Nous, vos évêques, nous vous bénissons tous.
Antananarivo, 15 novembre 2019
Fête de St Albert le Grand, Docteur de l’Église
Son Eminence le Cardinal Désiré TSARAHAZANA, Archevêque de Toamasina,
Président de la Conférence Épiscopale de Madagascar.

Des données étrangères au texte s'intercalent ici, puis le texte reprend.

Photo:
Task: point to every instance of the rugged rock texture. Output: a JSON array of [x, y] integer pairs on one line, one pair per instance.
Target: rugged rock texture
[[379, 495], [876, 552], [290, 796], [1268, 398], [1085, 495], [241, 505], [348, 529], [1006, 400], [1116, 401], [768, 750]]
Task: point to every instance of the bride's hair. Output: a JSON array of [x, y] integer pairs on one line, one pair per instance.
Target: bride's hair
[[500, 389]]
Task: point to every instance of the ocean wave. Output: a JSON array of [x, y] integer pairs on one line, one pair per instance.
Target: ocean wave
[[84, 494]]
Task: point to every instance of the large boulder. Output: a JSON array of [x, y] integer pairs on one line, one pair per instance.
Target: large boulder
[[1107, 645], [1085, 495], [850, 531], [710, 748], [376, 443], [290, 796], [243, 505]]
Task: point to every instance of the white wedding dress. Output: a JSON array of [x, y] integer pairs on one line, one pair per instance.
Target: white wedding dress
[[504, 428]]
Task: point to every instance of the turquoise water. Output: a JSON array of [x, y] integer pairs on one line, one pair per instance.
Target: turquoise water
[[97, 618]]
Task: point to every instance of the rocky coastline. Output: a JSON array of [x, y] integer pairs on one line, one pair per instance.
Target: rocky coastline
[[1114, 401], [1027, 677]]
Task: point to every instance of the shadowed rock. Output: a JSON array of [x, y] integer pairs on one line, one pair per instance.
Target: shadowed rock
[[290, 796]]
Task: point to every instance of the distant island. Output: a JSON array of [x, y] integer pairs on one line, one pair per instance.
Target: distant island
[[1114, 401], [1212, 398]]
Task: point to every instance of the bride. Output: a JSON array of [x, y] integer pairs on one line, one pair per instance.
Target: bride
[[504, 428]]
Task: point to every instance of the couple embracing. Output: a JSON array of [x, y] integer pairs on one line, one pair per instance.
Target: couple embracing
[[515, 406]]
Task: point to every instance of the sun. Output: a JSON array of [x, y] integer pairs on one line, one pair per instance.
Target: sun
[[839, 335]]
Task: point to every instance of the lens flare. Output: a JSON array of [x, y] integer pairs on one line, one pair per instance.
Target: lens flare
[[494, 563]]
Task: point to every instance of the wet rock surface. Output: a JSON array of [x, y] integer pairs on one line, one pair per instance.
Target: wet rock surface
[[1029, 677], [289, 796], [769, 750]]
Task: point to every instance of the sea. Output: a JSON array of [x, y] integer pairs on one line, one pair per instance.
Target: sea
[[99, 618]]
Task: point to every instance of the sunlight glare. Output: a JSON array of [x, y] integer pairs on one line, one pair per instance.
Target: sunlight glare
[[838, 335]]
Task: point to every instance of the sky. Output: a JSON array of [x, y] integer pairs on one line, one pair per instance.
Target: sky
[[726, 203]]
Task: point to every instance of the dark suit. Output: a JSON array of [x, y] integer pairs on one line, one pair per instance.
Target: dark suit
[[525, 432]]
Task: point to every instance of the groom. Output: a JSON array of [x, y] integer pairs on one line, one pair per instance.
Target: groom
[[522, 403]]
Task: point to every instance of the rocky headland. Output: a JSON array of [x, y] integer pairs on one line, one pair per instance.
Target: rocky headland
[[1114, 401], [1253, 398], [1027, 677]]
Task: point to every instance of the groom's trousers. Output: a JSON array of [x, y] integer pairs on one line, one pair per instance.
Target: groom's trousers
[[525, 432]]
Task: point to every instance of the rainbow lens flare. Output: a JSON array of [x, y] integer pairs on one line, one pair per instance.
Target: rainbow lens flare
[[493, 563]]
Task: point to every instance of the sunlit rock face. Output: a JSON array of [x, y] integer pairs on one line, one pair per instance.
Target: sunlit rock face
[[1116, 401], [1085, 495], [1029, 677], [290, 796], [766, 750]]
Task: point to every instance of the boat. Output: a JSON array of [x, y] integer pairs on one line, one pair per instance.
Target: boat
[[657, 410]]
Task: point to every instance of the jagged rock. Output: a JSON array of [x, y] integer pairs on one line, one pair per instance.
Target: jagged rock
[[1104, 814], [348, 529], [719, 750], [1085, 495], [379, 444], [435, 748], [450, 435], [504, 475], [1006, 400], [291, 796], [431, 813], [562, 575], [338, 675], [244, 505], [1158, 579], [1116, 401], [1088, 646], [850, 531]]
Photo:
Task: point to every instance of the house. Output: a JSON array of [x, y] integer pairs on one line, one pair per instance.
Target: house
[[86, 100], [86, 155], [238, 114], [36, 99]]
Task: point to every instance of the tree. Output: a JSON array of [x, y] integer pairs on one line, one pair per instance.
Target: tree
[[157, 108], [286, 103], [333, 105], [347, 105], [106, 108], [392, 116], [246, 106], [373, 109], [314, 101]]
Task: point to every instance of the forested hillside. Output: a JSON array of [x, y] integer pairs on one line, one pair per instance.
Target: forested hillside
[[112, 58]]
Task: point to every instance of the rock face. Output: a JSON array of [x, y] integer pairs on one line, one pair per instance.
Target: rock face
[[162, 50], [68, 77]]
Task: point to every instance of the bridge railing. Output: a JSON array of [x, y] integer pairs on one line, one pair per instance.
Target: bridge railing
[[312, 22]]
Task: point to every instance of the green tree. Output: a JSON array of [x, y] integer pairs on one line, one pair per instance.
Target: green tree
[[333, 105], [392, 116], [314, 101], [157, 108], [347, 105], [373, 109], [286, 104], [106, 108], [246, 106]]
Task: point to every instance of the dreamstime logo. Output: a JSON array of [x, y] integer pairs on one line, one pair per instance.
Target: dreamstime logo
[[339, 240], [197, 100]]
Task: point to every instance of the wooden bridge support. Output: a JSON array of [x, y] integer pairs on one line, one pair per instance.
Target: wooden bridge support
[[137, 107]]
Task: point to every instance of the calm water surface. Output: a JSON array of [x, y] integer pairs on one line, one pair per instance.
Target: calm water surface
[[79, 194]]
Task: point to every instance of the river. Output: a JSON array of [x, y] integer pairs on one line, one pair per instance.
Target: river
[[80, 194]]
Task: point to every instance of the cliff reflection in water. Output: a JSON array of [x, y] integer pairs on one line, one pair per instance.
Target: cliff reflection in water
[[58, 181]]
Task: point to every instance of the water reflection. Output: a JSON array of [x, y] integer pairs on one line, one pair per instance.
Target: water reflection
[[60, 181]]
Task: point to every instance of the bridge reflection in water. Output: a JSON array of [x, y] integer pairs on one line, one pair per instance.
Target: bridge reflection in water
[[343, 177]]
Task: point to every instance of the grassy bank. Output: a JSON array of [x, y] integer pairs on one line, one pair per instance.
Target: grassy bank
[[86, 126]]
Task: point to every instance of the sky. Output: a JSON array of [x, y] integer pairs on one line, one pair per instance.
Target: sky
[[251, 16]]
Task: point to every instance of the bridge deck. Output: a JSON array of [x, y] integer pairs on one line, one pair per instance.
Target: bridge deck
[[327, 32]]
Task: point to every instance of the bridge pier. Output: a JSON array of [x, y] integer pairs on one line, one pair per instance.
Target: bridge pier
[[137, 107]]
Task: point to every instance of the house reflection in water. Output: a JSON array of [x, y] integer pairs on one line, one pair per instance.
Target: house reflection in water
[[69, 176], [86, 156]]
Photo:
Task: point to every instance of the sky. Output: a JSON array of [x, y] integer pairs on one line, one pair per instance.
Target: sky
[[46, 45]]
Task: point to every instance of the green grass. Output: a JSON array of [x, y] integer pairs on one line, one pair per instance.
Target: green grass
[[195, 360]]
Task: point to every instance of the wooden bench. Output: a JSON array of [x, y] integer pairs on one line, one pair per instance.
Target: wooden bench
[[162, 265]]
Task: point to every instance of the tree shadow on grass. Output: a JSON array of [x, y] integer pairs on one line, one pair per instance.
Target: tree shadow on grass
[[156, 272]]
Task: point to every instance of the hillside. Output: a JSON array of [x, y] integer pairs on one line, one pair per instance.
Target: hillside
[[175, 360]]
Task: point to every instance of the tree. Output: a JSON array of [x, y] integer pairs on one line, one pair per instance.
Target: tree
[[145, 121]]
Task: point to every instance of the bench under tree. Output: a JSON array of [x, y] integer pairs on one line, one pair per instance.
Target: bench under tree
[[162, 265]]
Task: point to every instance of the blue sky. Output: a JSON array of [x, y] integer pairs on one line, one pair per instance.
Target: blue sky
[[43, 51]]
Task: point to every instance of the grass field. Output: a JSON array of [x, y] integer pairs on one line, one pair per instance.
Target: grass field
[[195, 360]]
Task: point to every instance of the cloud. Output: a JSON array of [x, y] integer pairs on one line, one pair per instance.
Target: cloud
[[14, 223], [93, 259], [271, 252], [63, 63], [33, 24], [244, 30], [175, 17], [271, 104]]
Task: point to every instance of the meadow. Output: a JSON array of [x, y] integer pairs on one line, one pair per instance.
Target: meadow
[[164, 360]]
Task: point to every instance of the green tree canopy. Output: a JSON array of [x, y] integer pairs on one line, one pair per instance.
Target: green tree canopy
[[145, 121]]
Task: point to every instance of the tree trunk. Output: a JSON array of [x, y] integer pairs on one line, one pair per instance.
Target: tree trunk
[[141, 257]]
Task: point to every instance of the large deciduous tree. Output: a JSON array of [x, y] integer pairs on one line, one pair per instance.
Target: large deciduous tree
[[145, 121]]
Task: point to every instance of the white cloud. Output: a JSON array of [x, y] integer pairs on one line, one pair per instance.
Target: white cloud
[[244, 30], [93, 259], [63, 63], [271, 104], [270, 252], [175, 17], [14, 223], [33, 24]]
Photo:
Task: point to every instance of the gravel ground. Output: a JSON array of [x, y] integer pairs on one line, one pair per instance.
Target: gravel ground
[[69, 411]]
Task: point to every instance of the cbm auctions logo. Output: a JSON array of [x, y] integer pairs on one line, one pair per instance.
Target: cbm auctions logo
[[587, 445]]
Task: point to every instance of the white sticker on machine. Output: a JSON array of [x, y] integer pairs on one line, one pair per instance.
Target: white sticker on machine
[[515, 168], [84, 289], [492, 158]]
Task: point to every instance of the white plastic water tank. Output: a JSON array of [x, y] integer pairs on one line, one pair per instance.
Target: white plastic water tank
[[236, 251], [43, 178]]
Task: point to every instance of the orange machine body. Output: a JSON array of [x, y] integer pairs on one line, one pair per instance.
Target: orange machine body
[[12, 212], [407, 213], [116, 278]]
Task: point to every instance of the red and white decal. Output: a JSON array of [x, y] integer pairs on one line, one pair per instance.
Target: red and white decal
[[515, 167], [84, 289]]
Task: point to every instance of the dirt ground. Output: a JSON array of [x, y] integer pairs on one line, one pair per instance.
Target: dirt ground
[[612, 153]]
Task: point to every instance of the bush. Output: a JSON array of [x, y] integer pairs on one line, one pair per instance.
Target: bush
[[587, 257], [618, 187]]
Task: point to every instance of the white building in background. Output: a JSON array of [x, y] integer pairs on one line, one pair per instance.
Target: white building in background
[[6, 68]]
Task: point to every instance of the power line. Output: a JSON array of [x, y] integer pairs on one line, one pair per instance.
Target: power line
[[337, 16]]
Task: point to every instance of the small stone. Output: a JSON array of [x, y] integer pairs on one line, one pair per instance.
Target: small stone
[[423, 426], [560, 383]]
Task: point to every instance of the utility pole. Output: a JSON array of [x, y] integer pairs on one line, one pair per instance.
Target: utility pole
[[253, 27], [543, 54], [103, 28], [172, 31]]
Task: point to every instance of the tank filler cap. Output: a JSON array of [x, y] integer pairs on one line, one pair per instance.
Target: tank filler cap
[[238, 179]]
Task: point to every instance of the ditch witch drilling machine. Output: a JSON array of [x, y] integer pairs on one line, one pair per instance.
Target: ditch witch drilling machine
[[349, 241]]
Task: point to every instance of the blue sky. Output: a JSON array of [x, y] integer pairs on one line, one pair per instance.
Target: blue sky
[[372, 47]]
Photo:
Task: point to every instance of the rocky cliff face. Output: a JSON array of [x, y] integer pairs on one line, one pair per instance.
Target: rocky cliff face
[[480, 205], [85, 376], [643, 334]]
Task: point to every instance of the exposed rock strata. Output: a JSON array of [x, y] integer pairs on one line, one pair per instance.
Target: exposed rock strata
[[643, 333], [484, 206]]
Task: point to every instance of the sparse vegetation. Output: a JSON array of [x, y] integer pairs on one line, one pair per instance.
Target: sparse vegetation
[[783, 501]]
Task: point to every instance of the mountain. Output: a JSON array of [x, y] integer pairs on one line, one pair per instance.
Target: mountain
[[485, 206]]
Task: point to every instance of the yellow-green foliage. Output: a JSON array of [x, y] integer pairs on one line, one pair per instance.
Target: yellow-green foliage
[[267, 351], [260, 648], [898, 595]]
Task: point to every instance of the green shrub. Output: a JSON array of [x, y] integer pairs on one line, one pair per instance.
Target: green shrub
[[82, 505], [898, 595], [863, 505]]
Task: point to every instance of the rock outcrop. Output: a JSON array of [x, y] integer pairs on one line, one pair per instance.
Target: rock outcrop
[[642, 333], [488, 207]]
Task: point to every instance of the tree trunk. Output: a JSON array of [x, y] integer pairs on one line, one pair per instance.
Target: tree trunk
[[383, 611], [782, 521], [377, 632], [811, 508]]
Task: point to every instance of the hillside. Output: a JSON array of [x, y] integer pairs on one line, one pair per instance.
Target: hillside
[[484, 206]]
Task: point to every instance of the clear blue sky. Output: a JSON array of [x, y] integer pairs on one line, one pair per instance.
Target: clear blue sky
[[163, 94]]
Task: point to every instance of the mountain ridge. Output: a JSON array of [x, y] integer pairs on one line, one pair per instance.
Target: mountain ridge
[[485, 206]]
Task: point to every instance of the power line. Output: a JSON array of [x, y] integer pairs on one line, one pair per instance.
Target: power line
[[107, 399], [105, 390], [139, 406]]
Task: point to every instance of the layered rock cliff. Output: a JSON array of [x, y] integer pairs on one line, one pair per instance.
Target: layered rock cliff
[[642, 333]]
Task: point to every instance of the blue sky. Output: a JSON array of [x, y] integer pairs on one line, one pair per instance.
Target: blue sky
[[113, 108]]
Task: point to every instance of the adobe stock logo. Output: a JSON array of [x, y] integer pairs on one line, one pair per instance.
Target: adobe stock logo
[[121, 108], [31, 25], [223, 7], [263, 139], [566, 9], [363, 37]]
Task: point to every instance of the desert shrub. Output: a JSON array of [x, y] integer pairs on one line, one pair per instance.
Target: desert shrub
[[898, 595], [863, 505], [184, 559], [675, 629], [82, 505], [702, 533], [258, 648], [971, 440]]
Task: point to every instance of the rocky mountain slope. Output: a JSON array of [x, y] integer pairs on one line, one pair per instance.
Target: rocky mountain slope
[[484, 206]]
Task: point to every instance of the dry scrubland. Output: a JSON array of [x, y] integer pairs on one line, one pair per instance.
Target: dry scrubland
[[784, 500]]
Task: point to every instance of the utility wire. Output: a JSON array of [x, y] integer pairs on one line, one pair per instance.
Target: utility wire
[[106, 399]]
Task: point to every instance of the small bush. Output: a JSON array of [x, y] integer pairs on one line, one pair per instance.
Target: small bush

S. Exc. Mgr Samuélin Marie Fabien RAHARILAMBONIAINA, Évêque de Morondava,
Vice-Président
S. Exc. Mgr Jean Claude RANDRIANARISOA, Évêque de Miarinarivo,
Secrétaire Général
S. Exc. Mgr Benjamin Marc RAMAROSON, Archevêque d’Antsiranana et Administrateur apostolique d’Ambanja
S. Exc. Mgr Odon Marie Arsène RAZANAKOLONA, Archevêque d’Antananarivo
S. Exc. Mgr Fulgence RABEONY, Archevêque de Toliary
S. Exc. Mgr Fulgence RABEMAHAFALY, Archevêque de Fianarantsoa,
S. Exc. Mgr Georges Varkey PITHIYAKULANGARA, Évêque de Port-Bergé
S. Exc. Mgr Marcellin RANDRIAMAMONJY, Évêque de Fénérive-Est
S. Exc. Mgr Jean de Dieu RAOELISON, Évêque d’Ambatondrazaka
S. Exc. Mgr Saro Rosario VELLA, Évêque de Moramanga
S. Exc. Mgr Gustavo BOMBIN ESPINO, Évêque de Maintirano et Administrateur apostolique de Mahajanga
S. Exc. Mgr Philippe RANAIVOMANANA, Évêque d’Antsirabe
S. Exc. Mgr Fidelis RAKOTONARIVO, Évêque d’Ambositra
S. Exc. Mgr José Alfredo CAIRES DE NOBREGA, Évêque de Mananjary,
S. Exc. Mgr Fulgence RAZAKARIVONY, Évêque de Ihosy
S. Exc. Mgr Gaetano DI PIERRO, Évêque de Farafangana
S. Exc. Mgr Zygmunt ROBASZKIEWICZ, Évêque de Morombe
S. Exc. Mgr Vincent RAKOTOZAFY, Évêque de Tolagnaro
S. Exc. Mgr Jean Pascal ANDRANTSOAVINA, Evêque auxiliaire d’Antananarivo
S. Exc. Mgr Raymond RAZAKARIVONY, Évêque émérite de Miarinarivo
S. Exc. Mgr Michel MALO, Évêque émérite d’Antsiranana
S. Exc. Mgr Antonio SCOPELLITI, Évêque émérite d’Ambatondrazaka
S. Exc. Mgr Joseph Donald Léo PELLETIER, Évêque émérite de Morondava
S. Exc. Mgr Armand TOASY, Évêque émérite de Port-Bergé
Rév. P. Jean Claude RAKOTOARISOA, Administrateur diocésain de Tsiroanomandidy.